万華鏡は中のオイルの動くスピードが遅い。
「手で回さなくても、自然とゆっくり連続的に見える世界が変わっていきます」
同期する様態・・、表象が変わっていく。
「この万華鏡は、半分は外も映し出しているからよけいにモナドに見えるわけです」
はせくら氏は近著「夢をかなえる、未来をひらく鍵 イマジナル・セル」(徳間書店)を書きながら気づいたことがあった。

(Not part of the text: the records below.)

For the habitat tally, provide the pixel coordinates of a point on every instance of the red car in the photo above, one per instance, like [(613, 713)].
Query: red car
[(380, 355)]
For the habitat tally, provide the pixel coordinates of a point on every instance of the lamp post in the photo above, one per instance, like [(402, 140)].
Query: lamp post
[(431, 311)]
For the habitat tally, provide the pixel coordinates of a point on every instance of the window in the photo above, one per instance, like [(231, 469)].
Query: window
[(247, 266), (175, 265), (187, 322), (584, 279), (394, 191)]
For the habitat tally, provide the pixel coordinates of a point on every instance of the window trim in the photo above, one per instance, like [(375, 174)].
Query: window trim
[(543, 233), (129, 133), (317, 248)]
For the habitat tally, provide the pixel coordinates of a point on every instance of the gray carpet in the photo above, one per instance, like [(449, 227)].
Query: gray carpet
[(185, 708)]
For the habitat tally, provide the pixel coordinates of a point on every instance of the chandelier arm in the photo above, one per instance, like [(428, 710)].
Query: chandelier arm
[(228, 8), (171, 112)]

「この本は、チョウが卵から成虫になるプロセスを描きながら、それを人間の成長や人類の歴史のメタファーとして捉えて書いた絵物語&エッセイです」
イモムシはものすごく食いしん坊で体重の2万7,000倍となる量の葉っぱを食べる。
「まるで現代の唯物的な物質文明のように」
イモムシは脱皮を繰り返しながら成長し、やがてサナギになります。
この中に入っているのはどろっとした液体。
そこからチョウへと完全変態していくのです。
とはいえしばらくは、イモムシの細胞が優勢。
「ただ、その中にあって、ポツンポツンと風変わりな細胞が生まれてくるのです」
彼らは DNA の中に刻まれた記憶として、生まれたときから自分はイモムシなどではなく、チョウであることを知っている細胞たち。

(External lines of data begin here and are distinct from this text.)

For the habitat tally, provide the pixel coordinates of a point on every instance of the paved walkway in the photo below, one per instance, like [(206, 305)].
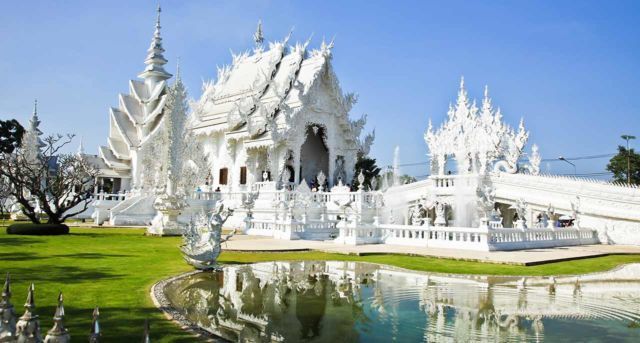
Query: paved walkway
[(521, 257)]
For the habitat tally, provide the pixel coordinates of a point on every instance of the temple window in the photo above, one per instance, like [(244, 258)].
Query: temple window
[(223, 176), (243, 175)]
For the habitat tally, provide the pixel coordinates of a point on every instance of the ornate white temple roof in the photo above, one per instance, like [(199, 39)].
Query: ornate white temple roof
[(260, 92), (139, 113)]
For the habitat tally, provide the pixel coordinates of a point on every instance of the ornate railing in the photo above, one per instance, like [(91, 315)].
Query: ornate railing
[(483, 239)]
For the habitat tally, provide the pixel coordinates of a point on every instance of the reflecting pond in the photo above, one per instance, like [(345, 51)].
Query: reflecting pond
[(361, 302)]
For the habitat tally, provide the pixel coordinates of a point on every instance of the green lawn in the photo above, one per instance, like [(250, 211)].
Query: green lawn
[(115, 268)]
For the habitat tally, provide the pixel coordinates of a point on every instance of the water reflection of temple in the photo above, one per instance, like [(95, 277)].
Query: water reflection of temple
[(347, 301)]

「彼らは、単細胞として生まれるのですが、しばらくはイモムシの免疫システムから異物として扱われ、次々と殺されてしまうのです」
しかしめげずに増えていき、ある時点でティッピングポイント(転換点)が起こる。
「今までさんざん攻撃していたイモムシの免疫システムが急に寝返り天敵がいなくなるのです」
そして本格的にチョウになる準備を始める。
「イモムシの細胞はどうなるのですか?」
「溶けて(死んで)ドロドロのスープとなります」
そのスープこそが、チョウになるための栄養になる。
「なんといいますか・・・死んで生まれ変わってお役に立つのですね」
東海大学新聞 Web 版 研究 2023/04/01 「工学研究科」サナギの体内構造を解明
大学院工学研究科2年(当時)の池上聖人さんが執筆した「鞘翅目蛹体における変態過程の MRI による観察」に関する論文が2月に国際論文誌「 Magnetic Resonance in Medical Sciences 」に掲載されました。
これまでカブトムシの幼虫がサナギになった(蛹化)とき、体内は「どろどろに溶けた状態になる」と言われていた。
「しかし MRI で撮影すると、蛹化直後は崩壊した組織で作られた体液が消化管を膨満させるように蓄積されて体液溜めを形成」
その後、その体液を使って周囲の成虫器官が作られる。
体液溜めが細長くなり、成虫の消化管となるころに、成虫体の全体が形成されることが分かりました。
今回の研究では、この過程における体液内の水分子の拡散状態や各器官の成長過程についても可視化することに成功している。
4月から大学院総合理工学研究科(博士課程)へと進む池上さんは、「今後は蛹化時に蓄積される体液の化学成分の分析をはじめ、より詳細に変態過程を解明していきたい」と抱負を語っています。
指導教員の黒田輝教授(情報理工学部)は、「器官が再構築されるメカニズムを明らかにできれば、再生医療の発展にもつながります」と話している。
「サナギが蝶になる」「サナギがカブトムシになる」
そのことが再生医療の発展につながる・・なんかすごい。